The Nagas

Hill Peoples of Northeast India

Project Introduction The Naga Database

typescript - Nzemi folk tales collected by Ursula Graham Bower, 1940-1944

caption: 'The Orphans' & 'Amang' - myth
medium: notes
production:
person: Graham Bower/ Ursula
date: 1940-1944
acquirer:
person: Centre for South Asian Studies, Cambridge
refnum: box II file 2
text: The Orphans
text: Once upon a time there was a boy called Amang, and his parents died when he & his sister were very young. Some people gave them a little, most people did not. When all the villagers went with daos to clear the new jhums, Amang went too, but he had no dao and had to pull down the bamboos and jungle with his hands, and in so doing blocked the path. Some of the villagers came along and found it blocked and were angry, and pushed it back again, but a few others were kindly disposes and cut a little here and there till his jhum was cleared. He asked a man for some rice to plant in his field, but the man gave him cooked rice, which was useless. In this way he had much trouble.
text: One day his sister was preparing thread & the boy sat by. A tamaopui (dove?) came and sat in a tree near the house and sat there cooing. The boy saw it, and said: "I want that. Give me some of your thread."
text: So she gave him some thread and he made a bow (tabaimpi) and shot the bird. He took it home & cut it up for food and in its crop he found rice/dhan.
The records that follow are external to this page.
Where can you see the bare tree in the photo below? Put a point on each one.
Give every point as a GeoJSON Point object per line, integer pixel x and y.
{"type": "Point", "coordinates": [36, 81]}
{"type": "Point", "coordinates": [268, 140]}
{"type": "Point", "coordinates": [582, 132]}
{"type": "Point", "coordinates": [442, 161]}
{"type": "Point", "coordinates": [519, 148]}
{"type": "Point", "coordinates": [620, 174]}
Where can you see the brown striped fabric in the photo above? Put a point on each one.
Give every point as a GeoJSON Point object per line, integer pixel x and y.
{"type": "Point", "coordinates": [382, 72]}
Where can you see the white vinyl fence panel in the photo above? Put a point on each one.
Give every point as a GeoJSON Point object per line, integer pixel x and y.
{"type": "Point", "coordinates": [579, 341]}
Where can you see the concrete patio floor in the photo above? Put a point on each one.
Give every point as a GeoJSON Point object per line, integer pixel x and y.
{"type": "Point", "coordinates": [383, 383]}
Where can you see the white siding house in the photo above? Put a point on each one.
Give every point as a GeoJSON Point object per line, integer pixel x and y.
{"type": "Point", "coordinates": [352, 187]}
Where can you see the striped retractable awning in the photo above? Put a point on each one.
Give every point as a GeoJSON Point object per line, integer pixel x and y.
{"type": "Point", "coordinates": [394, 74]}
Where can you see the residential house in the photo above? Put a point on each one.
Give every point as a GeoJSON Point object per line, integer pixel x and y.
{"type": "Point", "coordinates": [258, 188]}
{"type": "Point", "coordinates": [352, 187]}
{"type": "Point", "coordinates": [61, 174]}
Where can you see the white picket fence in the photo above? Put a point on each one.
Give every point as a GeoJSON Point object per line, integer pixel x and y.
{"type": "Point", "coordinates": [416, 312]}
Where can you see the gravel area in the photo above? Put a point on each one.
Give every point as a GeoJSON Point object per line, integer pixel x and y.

He plucked out the wing feathers and put them under the bed, and when he got up in the morning and looked, they had all turned into spears and daos and kodalis.
text: The he told his sister: "Don't tell anybody. Just fetch plenty of water. He sat down inside the house with water & a stone and began sharpening all the tools and weapons. There were so many that his sister was doing nothing but fetch water, & people asked her why.
text: "My brother has bad diarrhoea, and can't get up from his bed; so I am carrying water to make things clean."
text: Then people called out that the house smelt, but the girl went on carrying water.
text: Then Amang took his new tools and went and prepared a jhum and planted the dhan he got from the pigeon's crop; but no dhan came up, only big gourds (nraolu).
text: "What shall I do?" he said. "I planted dhan and got nothing but gourds. I will clear the weeds and see if the gourds are good for carrying water." So he cleared the plants & leaves with his dao, and accidentally cut open a big gourds, and inside it was dhan.
text: The he went and built a big granary, and people laughed at him and asked why he built a granary (nsaou) when his crop was only gourds.
text: "Oh," said Amang. "I shall put the gourds in it."
text: Then he carried the gourds back to his granary and cut them open, and so much dhan came out that he filled the whole granary.
text: Now it happened that the villagers' crops were all very bad, so that everyone came to him and asked for help, as they were starving. To those who had given to him he gave freely, but to those who had refused he gave only a very, very little.
text: One night his father came in his dreams and called him, and said: "Look up in the cane tray over the fire and you will find some of the rope we tied our mithan with; take it up to the pool above the village, cut it into little bits and throw it into the water, and come back after five days."
text: Next morning Amang looked in the cane tray and found a little of the rope. He went to the pool and chopped it into little bits and threw them into the water and went away. When he came back he found a lot of tiny mithan as big as beetles. Next day they were as big as rats; next day as goats; and then full grown mithan with huge horns, so he built a stone fence to stop them escaping and went back to the village. There he went to the tingkupeo (priest) and said: "To-morrow I shall drive all my mithan into the village, and they are very large and very many, so warn everybody to stay indoors, or somebody may get trampled on."
text: The tingkupeo went round the village calling out and warning everybody, but one old woman said: "What? What sort of mithan will he bring?" Next day everybody stayed indoors but the old woman and when Amang drove all his mithan in, one of them kicked her hard on the leg.